Home is where the Wind Blows


Book Description

In Home Is Where the Wind Blows, Sir Fred Hoyle, one of this century's most eminent scientists and author of dozens of successful books, both fiction and nonfiction, offers a revealing and charming account of his life and work. Mathematician, physicist, astronomer, cosmologist - Sir Fred is perhaps best known, in scientific circles, for his brilliant explanation of the origin of the elements from hydrogen nuclei in stars (a process known as nucleosynthesis) and for developing (with Sir Hermann Bondi and Thomas Gold) the elegant but controversial steady-state theory of the Universe (which assumes the continuous creation of matter). In 1950, in the last of a series of radio lectures on astronomy that he delivered on the air for the BBC, Sir Fred coined the term "Big Bang" to characterize the competing expanding-Universe theory, which has since become the dominant paradigm.
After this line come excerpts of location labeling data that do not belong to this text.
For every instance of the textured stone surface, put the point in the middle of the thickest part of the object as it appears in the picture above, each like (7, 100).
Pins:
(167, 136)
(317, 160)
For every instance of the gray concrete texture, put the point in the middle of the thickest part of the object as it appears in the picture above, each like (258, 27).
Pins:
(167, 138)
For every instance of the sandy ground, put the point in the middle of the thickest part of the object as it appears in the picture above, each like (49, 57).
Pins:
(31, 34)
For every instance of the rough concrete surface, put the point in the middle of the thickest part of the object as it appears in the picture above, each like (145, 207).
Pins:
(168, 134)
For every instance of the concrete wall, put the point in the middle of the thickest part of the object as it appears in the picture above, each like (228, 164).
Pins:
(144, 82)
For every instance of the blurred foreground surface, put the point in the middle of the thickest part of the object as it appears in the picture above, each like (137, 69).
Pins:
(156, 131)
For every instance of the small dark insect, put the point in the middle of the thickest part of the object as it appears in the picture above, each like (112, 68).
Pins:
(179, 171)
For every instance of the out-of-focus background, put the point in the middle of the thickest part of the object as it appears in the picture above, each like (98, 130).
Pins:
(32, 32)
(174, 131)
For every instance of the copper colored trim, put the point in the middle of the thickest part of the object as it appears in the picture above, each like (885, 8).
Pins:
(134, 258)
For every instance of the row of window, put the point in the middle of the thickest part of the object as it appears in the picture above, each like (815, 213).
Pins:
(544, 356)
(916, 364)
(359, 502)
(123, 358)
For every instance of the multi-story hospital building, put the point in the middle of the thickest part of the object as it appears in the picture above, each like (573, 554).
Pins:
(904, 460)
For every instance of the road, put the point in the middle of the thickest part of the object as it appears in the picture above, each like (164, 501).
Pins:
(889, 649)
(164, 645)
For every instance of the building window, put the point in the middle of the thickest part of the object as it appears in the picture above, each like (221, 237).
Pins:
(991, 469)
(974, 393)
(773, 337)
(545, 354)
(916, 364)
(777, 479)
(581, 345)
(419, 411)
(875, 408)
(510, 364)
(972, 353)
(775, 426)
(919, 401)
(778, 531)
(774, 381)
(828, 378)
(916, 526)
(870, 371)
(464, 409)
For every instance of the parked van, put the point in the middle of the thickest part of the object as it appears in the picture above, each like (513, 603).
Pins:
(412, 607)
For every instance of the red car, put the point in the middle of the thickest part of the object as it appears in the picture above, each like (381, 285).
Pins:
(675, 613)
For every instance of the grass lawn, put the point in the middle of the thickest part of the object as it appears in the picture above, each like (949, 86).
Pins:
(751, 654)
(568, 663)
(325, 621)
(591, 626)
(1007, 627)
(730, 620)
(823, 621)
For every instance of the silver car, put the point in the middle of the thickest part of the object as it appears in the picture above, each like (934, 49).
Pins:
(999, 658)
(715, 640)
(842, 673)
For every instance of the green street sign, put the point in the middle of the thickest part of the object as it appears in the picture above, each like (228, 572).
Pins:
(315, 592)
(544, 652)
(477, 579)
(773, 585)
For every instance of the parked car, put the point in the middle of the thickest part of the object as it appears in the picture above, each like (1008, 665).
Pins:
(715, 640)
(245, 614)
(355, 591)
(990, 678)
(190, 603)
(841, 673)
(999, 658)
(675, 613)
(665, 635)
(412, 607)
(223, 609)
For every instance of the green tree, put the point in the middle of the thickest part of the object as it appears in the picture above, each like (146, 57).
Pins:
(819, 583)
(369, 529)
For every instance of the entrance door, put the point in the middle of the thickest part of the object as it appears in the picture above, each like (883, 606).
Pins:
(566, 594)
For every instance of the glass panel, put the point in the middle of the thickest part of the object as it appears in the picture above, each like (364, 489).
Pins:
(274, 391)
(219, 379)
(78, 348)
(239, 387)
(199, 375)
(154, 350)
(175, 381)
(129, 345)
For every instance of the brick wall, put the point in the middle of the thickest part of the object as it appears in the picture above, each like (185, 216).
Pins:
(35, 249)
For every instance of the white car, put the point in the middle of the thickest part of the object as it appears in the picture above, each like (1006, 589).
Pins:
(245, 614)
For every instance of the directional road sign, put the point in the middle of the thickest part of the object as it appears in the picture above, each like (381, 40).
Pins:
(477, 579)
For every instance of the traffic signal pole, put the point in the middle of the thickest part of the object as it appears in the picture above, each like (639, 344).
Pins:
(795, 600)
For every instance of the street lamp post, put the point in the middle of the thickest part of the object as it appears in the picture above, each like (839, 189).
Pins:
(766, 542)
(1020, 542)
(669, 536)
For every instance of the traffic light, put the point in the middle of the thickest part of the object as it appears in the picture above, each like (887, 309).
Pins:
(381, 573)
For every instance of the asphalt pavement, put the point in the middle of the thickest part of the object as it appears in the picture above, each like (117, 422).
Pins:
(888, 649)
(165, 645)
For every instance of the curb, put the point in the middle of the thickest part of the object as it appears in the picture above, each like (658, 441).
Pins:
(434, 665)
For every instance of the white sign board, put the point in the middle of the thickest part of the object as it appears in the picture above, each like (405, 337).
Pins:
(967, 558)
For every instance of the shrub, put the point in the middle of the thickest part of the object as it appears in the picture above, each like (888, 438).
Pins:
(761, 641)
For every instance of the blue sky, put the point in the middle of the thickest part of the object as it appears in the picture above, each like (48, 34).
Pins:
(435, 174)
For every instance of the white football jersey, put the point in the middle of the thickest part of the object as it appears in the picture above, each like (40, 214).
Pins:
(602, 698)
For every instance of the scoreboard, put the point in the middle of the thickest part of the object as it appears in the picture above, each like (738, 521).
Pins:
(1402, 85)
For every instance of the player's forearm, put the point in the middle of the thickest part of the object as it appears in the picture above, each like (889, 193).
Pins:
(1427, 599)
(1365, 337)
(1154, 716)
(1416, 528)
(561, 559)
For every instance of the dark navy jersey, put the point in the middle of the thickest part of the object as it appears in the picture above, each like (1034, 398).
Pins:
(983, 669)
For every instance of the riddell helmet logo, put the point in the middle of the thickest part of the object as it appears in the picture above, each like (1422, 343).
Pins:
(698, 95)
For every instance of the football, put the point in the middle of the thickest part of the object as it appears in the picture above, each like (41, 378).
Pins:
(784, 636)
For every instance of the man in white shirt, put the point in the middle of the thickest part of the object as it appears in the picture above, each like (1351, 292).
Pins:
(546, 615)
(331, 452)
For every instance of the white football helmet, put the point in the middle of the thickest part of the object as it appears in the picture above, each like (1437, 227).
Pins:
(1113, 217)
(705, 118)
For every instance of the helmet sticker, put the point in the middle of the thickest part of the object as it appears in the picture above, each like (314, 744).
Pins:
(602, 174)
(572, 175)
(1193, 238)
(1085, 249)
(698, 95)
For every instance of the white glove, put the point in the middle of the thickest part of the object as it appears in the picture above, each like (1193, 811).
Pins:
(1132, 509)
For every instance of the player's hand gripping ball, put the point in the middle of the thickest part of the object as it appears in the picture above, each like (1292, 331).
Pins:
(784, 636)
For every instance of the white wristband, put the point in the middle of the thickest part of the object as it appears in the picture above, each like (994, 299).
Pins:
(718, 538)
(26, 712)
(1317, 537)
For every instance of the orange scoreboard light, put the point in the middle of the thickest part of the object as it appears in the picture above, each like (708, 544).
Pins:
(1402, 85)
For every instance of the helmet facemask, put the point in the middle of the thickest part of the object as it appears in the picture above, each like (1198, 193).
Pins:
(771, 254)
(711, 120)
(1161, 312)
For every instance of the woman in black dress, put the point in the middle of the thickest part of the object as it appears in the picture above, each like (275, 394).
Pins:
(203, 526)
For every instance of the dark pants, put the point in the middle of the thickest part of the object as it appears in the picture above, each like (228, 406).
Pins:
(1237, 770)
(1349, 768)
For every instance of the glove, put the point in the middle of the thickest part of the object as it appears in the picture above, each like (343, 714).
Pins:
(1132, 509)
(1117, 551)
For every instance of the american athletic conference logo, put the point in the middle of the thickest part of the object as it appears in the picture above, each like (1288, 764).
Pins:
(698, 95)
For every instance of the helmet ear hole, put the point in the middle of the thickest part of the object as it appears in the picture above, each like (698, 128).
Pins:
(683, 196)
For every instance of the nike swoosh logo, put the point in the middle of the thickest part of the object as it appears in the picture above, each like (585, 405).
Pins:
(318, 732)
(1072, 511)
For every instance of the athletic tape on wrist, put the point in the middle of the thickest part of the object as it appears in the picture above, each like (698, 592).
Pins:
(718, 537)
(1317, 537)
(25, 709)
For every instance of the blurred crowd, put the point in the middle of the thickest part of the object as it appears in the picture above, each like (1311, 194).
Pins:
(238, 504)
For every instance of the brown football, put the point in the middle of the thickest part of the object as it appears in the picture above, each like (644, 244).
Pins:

Ironically, the term has become a permanent addition to the language of cosmology. Sir Fred's name has become well known to the general public because of his unusual ability to describe the ideas of science in a simple and accessible way. In addition to his scientific work, he has written more than a dozen works of popular science (many of them widely translated) and more than a dozen works of science fiction (most of them in collaboration with his son, Geoffrey). In all his work, Sir Fred has shown himself to be ready and able to challenge established thinking. In the author's amusing and memorable account of his childhood in Home Is Where the Wind Blows, the reader will see how this came to be true. Possessed since infancy with a strong streak of independence, he was encouraged by his parents, throughout his schoolyears, to trust his own judgment and to think for himself.